Knowles made his statements about Thunberg while appearing on the “The Story with Martha MacCallum,” and his description of the teenager instantly sparked a rebuke from liberal radio host Christopher Hahn, who had also been invited on as a guest.

“How dare you?” Hahn could be heard interjecting.

When Fox News anchor Harris Faulkner, who was filling in for MacCallum, gave Hahn the floor, he tore into Knowles.

“You’re a grown man and you’re attacking a child,” Hahn said. “Shame on you.”

The pair then began talking over each other as Knowles insisted he wasn’t going after Thunberg, but rather “attacking the left for exploiting a mentally ill child.”

“Now, relax, skinny boy,” Hahn barked, eliciting a noise of surprise from Faulkner and a chuckle from Knowles. “Have some couth when you’re on television. Maybe on your podcast you get away and say whatever you want because nobody’s listening. You’re on national television. Be a grown-up when you’re talking about children.”

Hahn later added: “You are despicable for talking about her like that. You should apologize on national television right now.”

Meanwhile, Knowles stuck to his talking point that Thunberg is “mentally ill,” pointing to a family memoir that recounted details from the teenager’s childhood.

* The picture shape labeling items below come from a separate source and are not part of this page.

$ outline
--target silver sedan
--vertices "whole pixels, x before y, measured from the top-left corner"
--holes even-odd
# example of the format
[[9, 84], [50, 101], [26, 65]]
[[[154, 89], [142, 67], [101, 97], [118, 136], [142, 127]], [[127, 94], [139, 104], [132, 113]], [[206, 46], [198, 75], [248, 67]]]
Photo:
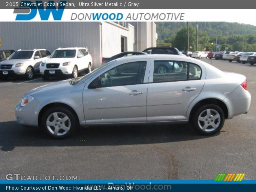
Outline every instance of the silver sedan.
[[192, 58], [149, 55], [118, 59], [79, 79], [36, 88], [15, 111], [18, 123], [56, 138], [79, 126], [189, 122], [209, 135], [225, 119], [246, 112], [250, 101], [243, 75]]

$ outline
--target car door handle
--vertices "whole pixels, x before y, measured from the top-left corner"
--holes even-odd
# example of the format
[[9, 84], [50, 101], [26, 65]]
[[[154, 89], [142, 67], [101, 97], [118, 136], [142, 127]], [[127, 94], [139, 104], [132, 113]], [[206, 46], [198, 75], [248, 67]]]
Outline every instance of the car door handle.
[[186, 87], [182, 89], [182, 91], [195, 91], [196, 88], [190, 88], [190, 87]]
[[129, 95], [138, 95], [139, 94], [142, 94], [143, 92], [142, 91], [132, 91], [131, 93], [129, 93]]

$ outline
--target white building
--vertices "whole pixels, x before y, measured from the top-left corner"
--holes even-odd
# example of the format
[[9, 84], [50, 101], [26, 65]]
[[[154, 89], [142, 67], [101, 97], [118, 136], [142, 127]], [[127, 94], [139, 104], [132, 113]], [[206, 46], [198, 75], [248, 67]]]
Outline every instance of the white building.
[[86, 47], [94, 68], [103, 57], [156, 45], [153, 22], [0, 22], [0, 50]]

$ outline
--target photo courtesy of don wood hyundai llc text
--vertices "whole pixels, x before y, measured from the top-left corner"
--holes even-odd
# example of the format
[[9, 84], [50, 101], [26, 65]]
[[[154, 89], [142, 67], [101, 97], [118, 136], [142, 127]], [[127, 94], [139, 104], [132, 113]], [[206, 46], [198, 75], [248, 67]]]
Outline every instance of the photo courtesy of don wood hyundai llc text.
[[0, 2], [0, 191], [252, 191], [255, 6]]

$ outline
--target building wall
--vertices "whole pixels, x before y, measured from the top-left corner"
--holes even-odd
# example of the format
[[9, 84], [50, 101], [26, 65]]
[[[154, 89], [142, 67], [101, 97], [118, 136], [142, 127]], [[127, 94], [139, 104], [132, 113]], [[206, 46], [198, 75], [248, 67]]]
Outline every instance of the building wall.
[[102, 24], [102, 57], [111, 57], [121, 52], [121, 37], [127, 38], [127, 51], [134, 51], [134, 28], [128, 24], [128, 28], [115, 23], [104, 22]]

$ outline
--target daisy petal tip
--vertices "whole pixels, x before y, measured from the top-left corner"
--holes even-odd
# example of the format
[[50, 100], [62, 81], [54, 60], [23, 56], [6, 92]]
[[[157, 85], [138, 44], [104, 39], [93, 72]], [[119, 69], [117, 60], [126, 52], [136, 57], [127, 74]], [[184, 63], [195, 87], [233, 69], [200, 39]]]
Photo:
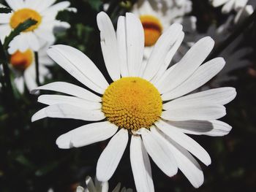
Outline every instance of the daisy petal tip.
[[73, 145], [72, 144], [70, 139], [64, 137], [64, 135], [61, 135], [59, 137], [56, 141], [56, 144], [60, 149], [70, 149], [73, 147]]
[[101, 173], [101, 171], [99, 170], [99, 169], [96, 169], [96, 177], [99, 182], [107, 182], [108, 181], [108, 178], [106, 178], [104, 177], [104, 174]]
[[183, 29], [183, 26], [180, 23], [173, 23], [173, 25], [170, 26], [170, 27], [176, 28], [179, 31], [182, 31], [182, 29]]
[[29, 93], [32, 95], [38, 95], [40, 91], [37, 88], [32, 89], [29, 91]]

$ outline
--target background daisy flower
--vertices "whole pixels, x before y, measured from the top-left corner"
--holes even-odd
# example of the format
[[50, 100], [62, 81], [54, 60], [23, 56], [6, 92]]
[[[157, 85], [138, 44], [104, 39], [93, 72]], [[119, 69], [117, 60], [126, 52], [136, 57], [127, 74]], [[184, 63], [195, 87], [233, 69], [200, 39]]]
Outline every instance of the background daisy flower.
[[222, 12], [223, 13], [230, 12], [233, 9], [239, 11], [245, 7], [248, 0], [210, 0], [214, 7], [223, 6]]
[[208, 153], [187, 134], [223, 136], [231, 127], [217, 120], [225, 115], [224, 104], [236, 96], [233, 88], [222, 88], [187, 95], [214, 77], [224, 66], [222, 58], [201, 65], [214, 42], [205, 37], [176, 65], [170, 59], [184, 35], [173, 24], [157, 40], [146, 66], [143, 64], [144, 34], [140, 20], [131, 13], [118, 18], [115, 32], [108, 16], [97, 15], [105, 65], [110, 85], [93, 62], [80, 51], [53, 45], [48, 55], [89, 90], [56, 82], [37, 88], [70, 96], [42, 95], [38, 101], [49, 106], [31, 118], [46, 117], [80, 119], [94, 123], [61, 136], [60, 148], [79, 147], [110, 138], [98, 160], [97, 177], [106, 182], [116, 171], [127, 147], [129, 135], [130, 161], [138, 191], [154, 191], [148, 155], [157, 166], [172, 177], [179, 169], [198, 188], [203, 174], [195, 155], [206, 165]]
[[[77, 188], [76, 192], [108, 192], [108, 183], [99, 182], [97, 178], [94, 180], [94, 183], [91, 177], [87, 176], [86, 179], [86, 188], [84, 188], [81, 186]], [[121, 189], [121, 183], [118, 183], [112, 192], [132, 192], [132, 189], [126, 188], [123, 187]]]
[[[53, 65], [54, 62], [47, 55], [47, 45], [38, 51], [39, 80], [41, 83], [45, 77], [50, 78], [51, 74], [47, 66]], [[20, 93], [24, 92], [24, 85], [29, 91], [36, 88], [36, 61], [32, 50], [28, 49], [25, 52], [16, 51], [10, 55], [10, 68], [14, 74], [14, 82]]]
[[134, 5], [132, 12], [140, 18], [144, 29], [146, 60], [148, 59], [152, 46], [158, 38], [174, 23], [181, 23], [187, 34], [184, 41], [180, 39], [183, 43], [173, 59], [177, 61], [181, 58], [190, 47], [196, 30], [195, 17], [186, 15], [191, 10], [192, 2], [189, 0], [139, 0]]
[[69, 27], [69, 23], [57, 20], [56, 17], [59, 11], [68, 9], [70, 3], [62, 1], [53, 4], [55, 1], [54, 0], [6, 0], [13, 11], [9, 14], [0, 14], [0, 38], [2, 42], [13, 28], [26, 20], [32, 18], [37, 21], [37, 24], [12, 39], [8, 50], [10, 54], [17, 50], [25, 52], [28, 49], [38, 51], [45, 43], [53, 43], [55, 41], [53, 34], [55, 27]]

“She has autism,” he said. “She has obsessive compulsive disorder. She has selective mutism. She had depression. Her mother wrote about this in a book.”

Ignoring Hahn’s barbs, Knowles told the radio host, “You can inveigh all you want, but unfortunately, you don’t have many facts on your side.”

The heated exchange, which lasted more than two minutes, quickly spread on social media Monday night. By early Tuesday, one video of the short segment had amassed more than 1.6 million views.

Critics denounced Knowles’s comments, which also drew swift backlash from autism advocacy organizations.

“To intentionally demean any person, regardless of neuro-diversity, is both cruel and wrong,” the Autism Society said in a statement to the Hollywood Reporter. “Certainly some might disagree with Ms. Thunberg on policy issues, but it is shameful to issue a derogatory statement to a youth advocate.”

Julia Bascom, executive director of the Autistic Self Advocacy Network, told THR that it is “absolutely unconscionable to attack someone for their disability, especially when that person is a child.”

“History is full of autistic people and people with other cognitive disabilities who were and are compelling, credible activists and leaders,” Bascom said. “Greta is a part of that tradition, and our community is lucky to have her. Period.”

But others supported Knowles, including fellow conservative pundit Ann Coulter.

“SPECTACULAR!!!!” tweeted Coulter about Monday’s segment.

Despite Fox News’s apology, the segment featuring Knowles and Hahn wasn’t the last time Monday night that Thunberg was mentioned on the network.

Hours later on her show, Fox News host Laura Ingraham played a clip of Thunberg speaking at the climate summit and compared the teen to characters in the 1984 horror film “Children of the Corn,” based off a novel by Stephen King.

“I can’t wait for Stephen King’s sequel, ‘Children of the Climate,’” Ingraham said.